Poor short-rice harvest due to floods

16 May 2013 - Story by Albertina Nakale

WINDHOEK - The Kalimbeza national rice project has endured huge losses of its short rice variety due to heavy floods experienced in the Caprivi Region. This year’s floods also displaced thousands of people in the flood-prone region.

Venaune Hepute, the agricultural research technician in the Ministry of Agriculture, Water and Forestry yesterday confirmed that although the floodwaters have receded, the Irga and Angola rice varieties were submerged by floods causing a poor rice harvest.

"'We only managed to harvest six hectares (ha) out of the 19 ha of the Irga variety that was planted. Only half a hectare was harvested out of the five hectares planted for Angola. It was a poor harvest of the short varieties (Irga and Angola). Floods severely affected the overall harvest," he explained.

He said the long rice variety, Supa, managed to survive the floods because of its tallness. Supa is the most preferred rice of the project, because it has the best aroma and taste and is also of a high quality compared to the Irga and Angola varieties.

"Supa survived on the whole 16 ha that was planted. We are currently harvesting Supa and the harvest is promising. So far 45 percent of the 16 ha planted has been harvested and we are still harvesting the remaining hectares," Hepute said.

He attributed the losses to early floods, saying: "When we started our planting season, we tried to plant early so we could harvest early before the floods, but [contrary to our expectations] the floods came early and our short variety could not manage to survive but our long variety survived."

Hepute said the rice project still has provisions to fight food insecurity apart from the fact that the country is hard hit by the current drought. The harvested rice is currently being sorted and soon the final product, which is white rice, will be ready.

Once the rice is ready, it will be available at the extension offices of the Ministry of Agriculture, Water and Forestry countrywide at different prices, he said.

He also revealed that houses for workers currently being constructed at the rice project would be completed before the end of this year. The construction of the logistics area is said to be progressing well. The area would include offices and a warehouse. He also reported that elephants have not caused any havoc so far this year, unlike in the past.

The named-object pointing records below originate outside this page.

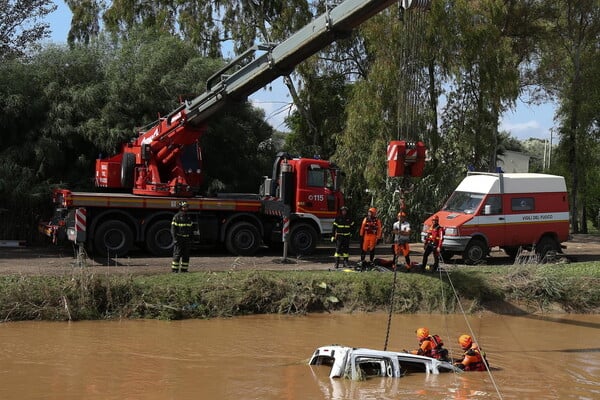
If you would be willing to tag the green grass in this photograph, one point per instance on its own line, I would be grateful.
(82, 295)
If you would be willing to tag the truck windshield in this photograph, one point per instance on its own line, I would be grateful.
(464, 202)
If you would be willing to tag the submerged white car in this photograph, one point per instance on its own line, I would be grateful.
(360, 363)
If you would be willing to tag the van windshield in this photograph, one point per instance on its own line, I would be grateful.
(464, 202)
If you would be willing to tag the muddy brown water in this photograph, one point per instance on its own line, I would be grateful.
(265, 357)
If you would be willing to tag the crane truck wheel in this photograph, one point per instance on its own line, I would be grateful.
(113, 239)
(159, 240)
(303, 239)
(243, 239)
(127, 166)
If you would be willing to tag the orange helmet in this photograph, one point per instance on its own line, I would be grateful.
(422, 333)
(465, 341)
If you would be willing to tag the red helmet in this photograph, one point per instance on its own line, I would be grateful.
(422, 333)
(465, 341)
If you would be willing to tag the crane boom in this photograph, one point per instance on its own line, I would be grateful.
(152, 163)
(278, 60)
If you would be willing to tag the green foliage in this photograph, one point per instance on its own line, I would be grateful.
(82, 295)
(22, 26)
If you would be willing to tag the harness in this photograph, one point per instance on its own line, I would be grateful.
(371, 226)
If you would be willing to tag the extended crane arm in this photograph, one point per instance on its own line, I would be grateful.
(152, 164)
(272, 61)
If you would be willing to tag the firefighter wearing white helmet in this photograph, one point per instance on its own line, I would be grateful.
(433, 244)
(370, 231)
(181, 229)
(340, 235)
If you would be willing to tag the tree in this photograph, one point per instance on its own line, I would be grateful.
(569, 70)
(21, 25)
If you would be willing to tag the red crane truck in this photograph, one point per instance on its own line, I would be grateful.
(163, 165)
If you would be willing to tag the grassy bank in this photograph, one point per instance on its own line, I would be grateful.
(82, 295)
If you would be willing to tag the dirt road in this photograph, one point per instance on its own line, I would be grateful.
(62, 260)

Heavy rains and rising water levels in the Zambezi River catchment area caused flooding in the Caprivi, swamping houses, infrastructure and crop fields. A joint rapid assessment conducted by the Regional Disaster Risk Management technical team (of which the Red Cross forms a part) found that in February a total of 4 000 families (17 600 people), including 4 527 school children, were identified to be at risk of flooding.

By March 11 up to 2 500 families (11 000 people) were identified as most vulnerable in the floodplains of the Caprivi Region and had to be relocated to temporary camps. At that time the joint assessment team identified sanitation, the increased risk of waterborne diseases and shelter as the most pressing challenges in the camps.

The Regional Disaster Risk Management technical team responded to the immediate needs of the families living in the camps, through the provision of water and sanitation services, hygiene promotion, disease surveillance, emergency shelter materials and non-food items.